He Bian (Ch. 邊和) is a historian of late imperial and a historian of science. She got her Ph.D. in History of Science from Harvard University in 2014. Her research interests span many topics pertaining to the question of authority and variation in China’s traditional culture, particularly in medicine and the natural sciences, between the sixteenth and nineteenth centuries. Overall, her passion lies in writing a new kind of Chinese cultural history that foregrounds knowledge of all kinds, and is also rigorously contextualized by institutional, social, and economic conditions of the day.
Professor Bian's first book, Know Your Remedies: Pharmacy and Early Modern Culture in China, 1500-1800 came out from Princeton University Press in Spring 2020. An interview with the New Books Network can be found here.
She is at work on her second book project, The Formula of Happiness: A Social History of Medical Recipes in China’s Long Eighteenth Century. In academic year 2020-21, she is on leave researching this book project as a Henry Luce Foundation / ACLS Early Career Fellow, with additional funding from the National Endowment for Humanities. She is also writing a co-authored book on Manchu plant and animal names with Dr. Mårten Söderblom Saarela at Academia Sinica.

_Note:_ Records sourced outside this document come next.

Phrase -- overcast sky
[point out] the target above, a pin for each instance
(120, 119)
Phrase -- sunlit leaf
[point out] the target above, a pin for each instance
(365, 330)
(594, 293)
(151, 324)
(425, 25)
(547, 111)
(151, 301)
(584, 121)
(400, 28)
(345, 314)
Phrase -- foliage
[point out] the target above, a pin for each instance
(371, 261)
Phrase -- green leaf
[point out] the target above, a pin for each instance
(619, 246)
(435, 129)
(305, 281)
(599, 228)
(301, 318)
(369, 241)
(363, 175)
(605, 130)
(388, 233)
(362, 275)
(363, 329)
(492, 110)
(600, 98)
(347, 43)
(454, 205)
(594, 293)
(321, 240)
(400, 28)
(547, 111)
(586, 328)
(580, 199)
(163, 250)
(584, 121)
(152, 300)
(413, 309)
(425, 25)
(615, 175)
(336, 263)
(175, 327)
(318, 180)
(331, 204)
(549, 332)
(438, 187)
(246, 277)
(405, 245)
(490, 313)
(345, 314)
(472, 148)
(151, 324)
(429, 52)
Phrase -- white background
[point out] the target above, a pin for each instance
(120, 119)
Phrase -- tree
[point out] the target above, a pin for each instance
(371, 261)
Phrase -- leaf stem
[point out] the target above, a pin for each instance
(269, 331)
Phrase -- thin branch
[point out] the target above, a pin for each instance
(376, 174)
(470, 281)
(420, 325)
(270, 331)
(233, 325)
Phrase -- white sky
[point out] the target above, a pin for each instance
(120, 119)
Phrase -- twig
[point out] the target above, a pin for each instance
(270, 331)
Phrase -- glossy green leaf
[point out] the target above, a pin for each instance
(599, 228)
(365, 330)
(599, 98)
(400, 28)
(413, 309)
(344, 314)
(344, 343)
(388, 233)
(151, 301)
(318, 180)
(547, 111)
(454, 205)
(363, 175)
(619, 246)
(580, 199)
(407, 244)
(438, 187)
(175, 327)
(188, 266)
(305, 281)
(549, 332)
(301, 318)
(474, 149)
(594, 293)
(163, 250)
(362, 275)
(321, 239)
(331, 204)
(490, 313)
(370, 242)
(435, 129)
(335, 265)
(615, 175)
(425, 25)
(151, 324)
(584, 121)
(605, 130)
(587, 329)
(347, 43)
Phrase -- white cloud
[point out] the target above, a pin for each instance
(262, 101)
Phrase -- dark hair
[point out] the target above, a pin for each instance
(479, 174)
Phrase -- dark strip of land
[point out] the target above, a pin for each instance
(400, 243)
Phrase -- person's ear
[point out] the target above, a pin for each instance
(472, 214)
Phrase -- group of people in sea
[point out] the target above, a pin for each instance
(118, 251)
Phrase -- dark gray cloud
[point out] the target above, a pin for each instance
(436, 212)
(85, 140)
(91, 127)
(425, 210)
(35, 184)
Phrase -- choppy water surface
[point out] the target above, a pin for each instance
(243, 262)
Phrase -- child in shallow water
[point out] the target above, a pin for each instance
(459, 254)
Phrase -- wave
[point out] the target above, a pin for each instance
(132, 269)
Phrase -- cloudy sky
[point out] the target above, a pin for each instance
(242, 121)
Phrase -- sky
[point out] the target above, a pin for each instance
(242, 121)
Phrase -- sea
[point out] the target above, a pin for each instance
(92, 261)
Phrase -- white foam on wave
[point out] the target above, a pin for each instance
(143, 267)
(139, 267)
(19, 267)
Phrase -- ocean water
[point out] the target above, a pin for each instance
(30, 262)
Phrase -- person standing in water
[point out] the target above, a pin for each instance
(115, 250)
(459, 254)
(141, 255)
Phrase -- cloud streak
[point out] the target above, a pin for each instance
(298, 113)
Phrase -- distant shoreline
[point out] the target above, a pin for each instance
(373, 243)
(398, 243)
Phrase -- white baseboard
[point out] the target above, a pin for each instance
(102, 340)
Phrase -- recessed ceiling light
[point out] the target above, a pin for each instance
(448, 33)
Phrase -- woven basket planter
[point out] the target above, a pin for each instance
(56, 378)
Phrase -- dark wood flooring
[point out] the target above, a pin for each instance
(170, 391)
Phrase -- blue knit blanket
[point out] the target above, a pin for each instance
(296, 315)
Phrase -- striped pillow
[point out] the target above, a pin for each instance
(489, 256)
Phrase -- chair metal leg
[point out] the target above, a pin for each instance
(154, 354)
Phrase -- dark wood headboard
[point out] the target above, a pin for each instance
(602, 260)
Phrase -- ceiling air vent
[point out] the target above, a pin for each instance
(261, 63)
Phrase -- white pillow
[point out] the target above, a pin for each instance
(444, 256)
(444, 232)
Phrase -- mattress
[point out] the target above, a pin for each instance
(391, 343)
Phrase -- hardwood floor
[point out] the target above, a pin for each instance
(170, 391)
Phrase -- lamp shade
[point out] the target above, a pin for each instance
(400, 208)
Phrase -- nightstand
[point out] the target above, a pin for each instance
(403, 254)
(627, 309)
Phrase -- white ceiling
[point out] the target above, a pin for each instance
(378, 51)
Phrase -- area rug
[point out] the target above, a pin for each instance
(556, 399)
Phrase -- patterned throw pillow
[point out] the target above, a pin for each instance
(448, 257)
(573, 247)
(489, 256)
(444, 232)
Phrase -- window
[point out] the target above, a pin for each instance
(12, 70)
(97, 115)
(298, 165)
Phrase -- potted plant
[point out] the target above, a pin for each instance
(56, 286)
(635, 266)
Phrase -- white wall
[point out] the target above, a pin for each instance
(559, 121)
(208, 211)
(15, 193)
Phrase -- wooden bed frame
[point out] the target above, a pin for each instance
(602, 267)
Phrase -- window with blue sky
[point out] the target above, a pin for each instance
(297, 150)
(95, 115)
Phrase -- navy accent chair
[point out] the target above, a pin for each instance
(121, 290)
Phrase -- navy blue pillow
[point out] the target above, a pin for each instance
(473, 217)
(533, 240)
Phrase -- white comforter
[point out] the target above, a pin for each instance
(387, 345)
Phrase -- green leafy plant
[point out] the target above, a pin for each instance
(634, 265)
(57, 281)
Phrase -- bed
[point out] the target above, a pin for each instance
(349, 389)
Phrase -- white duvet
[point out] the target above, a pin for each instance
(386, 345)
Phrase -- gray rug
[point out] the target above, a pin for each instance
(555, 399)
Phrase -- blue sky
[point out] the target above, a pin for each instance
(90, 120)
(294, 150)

At Princeton, Professor Bian teaches introductory courses to Modern East Asia (HIS 208) and Early Modern China (HIS 324), an upper-level seminar on Medicine and Society in China (HIS 472), and a range of graduate seminars. She advises undergraduate and graduate students on topics related to Ming-Qing history, East Asian science, technology and medicine, and Manchu Studies. She has been recently elected President of the Manchu Studies Group.
Recent research articles:
“Of Wounded Bodies and the Old Manchu Archive: Documenting Personnel Management in the Early Manchu State.” Saksaha: A Journal of Manchu Studies 16 (2019): 1-29. (Open access at saksaha.org)
“Re-Collecting the Glorious Age: Yang Fuji and the Disciplining of Zhaodai congshu,” Late Imperial China 40.1 (June 2019): 1-41.

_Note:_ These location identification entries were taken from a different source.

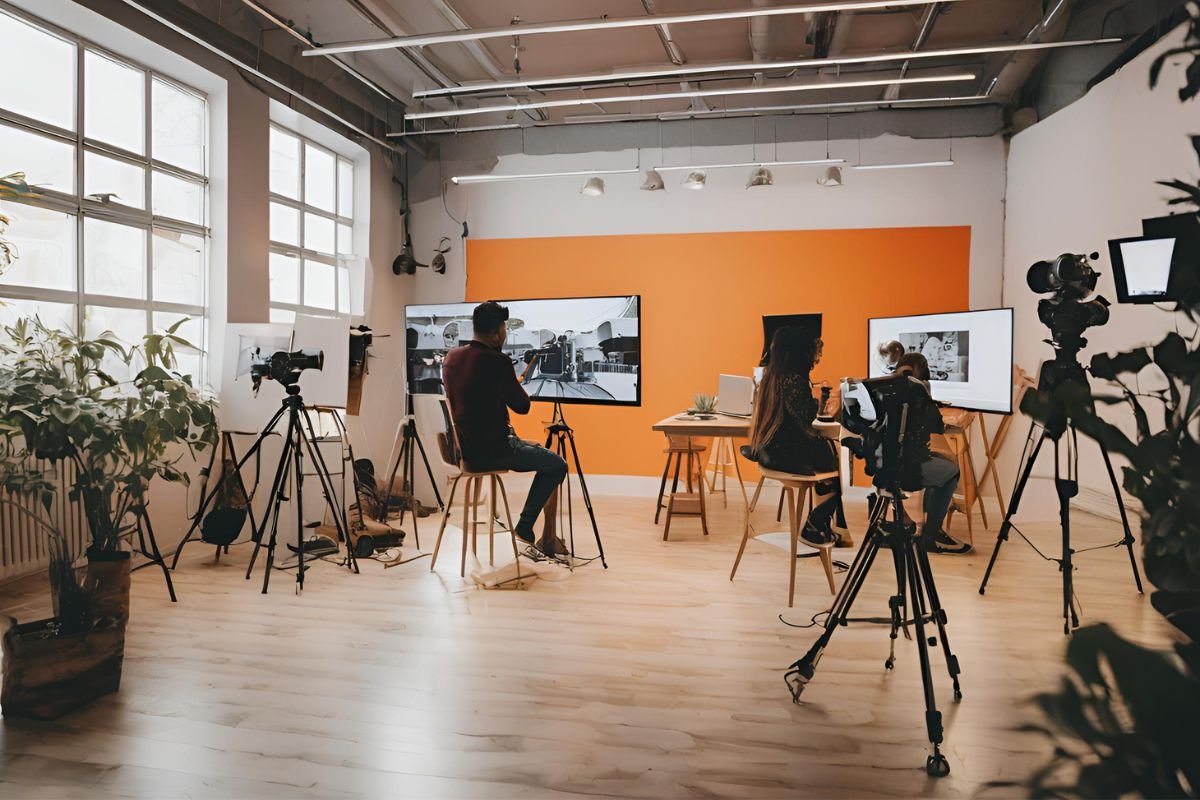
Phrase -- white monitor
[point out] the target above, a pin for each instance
(735, 396)
(970, 355)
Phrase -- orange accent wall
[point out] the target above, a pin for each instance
(703, 296)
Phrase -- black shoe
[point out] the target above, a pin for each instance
(945, 545)
(814, 536)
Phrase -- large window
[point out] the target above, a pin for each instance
(117, 235)
(312, 227)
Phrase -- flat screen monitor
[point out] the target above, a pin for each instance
(771, 323)
(1141, 268)
(587, 350)
(970, 355)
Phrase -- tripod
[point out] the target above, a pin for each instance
(297, 440)
(1055, 373)
(915, 582)
(406, 459)
(561, 434)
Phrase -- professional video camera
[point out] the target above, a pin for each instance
(285, 367)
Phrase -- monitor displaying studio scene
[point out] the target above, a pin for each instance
(586, 350)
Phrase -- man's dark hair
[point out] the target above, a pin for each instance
(489, 317)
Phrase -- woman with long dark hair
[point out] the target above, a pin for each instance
(781, 434)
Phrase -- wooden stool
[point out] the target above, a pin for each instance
(796, 489)
(691, 504)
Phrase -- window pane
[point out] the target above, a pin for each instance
(343, 289)
(285, 278)
(177, 198)
(129, 325)
(285, 164)
(345, 188)
(114, 259)
(178, 268)
(47, 163)
(318, 233)
(39, 74)
(46, 247)
(345, 240)
(59, 316)
(177, 127)
(186, 361)
(114, 103)
(283, 316)
(114, 181)
(319, 286)
(285, 224)
(318, 178)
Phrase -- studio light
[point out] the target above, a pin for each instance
(653, 181)
(761, 176)
(593, 187)
(832, 176)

“An Ever-Expanding Pharmacy: Zhao Xuemin and the Conditions for New Knowledge in Eighteenth-Century China,” Harvard Journal of Asiatic Studies 77.2 (2017): 287-319.
“Documenting Medications: Patients’ Demand, Physicians’ Virtuosity, and Genre-Mixing of Prescription-Cases (Fang’an) in Seventeenth-Century China,” Early Science & Medicine 22.1 (2017): 1-21.4.
“Too Sick to Serve: Politics of Illness in Qing Civil Bureaucracy,” Late Imperial China 33.2 (December 2012): 40-75.